PARY mieszkające ze sobą bez ślubu „to powszechne zjawisko we wszystkich uprzemysłowionych społeczeństwach świata” — czytamy w czasopiśmie Journal of Marriage and Family. „Mniej więcej połowa z nich uważa, że w ten sposób partnerzy sprawdzą, czy do siebie pasują”. Można by zatem pomyśleć, że taki układ „powinien wyeliminować ryzyko pobrania się z nieodpowiednią osobą i sprzyjać trwałości zawartego później małżeństwa”.
„Tymczasem dowody wskazują na coś zupełnie przeciwnego” — donosi wspomniane czasopismo. „Małżonkowie, którzy wcześniej żyli ze sobą bez ślubu, czerpią mniej zadowolenia ze swego związku, rzadziej poświęcają czas na wspólne zajęcia, są bardziej kłótliwi i mniej skłonni do wzajemnej pomocy, gorzej radzą sobie z rozwiązywaniem problemów [i] częściej skarżą się na kłopoty małżeńskie (...) Poza tym w porównaniu z parami, które nie mieszkały ze sobą przed ślubem, takie małżeństwa częściej się rozpadają”.
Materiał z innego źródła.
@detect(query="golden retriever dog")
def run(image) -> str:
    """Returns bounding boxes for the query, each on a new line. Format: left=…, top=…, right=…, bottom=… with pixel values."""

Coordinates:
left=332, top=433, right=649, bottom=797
Jak wynika z tych badań, postępowanie, które z ludzkiego punktu widzenia wydaje się rozsądne, w rzeczywistości może być bardzo niemądre. W Księdze Jeremiasza 10:23 słusznie zauważono: „Do ziemskiego człowieka (...) nie należy nawet kierowanie swym krokiem”. O ileż lepiej jest zajrzeć do Słowa Bożego, Biblii, które udziela wielu dobrych rad dotyczących małżeństwa! (2 Tymoteusza 3:16) Oto jedna z takich wartościowych zasad: „Mężczyzna opuści ojca i matkę i przylgnie do swej żony, i staną się jednym ciałem” (Rodzaju 2:24; Mateusza 19:5).
Kto stosuje się do tej Bożej wytycznej, zamiast polegać na błędnych i często sprzecznych poglądach człowieka, ma znacznie większe szanse na trwałe i naprawdę szczęśliwe małżeństwo (Przysłów 3:5, 6).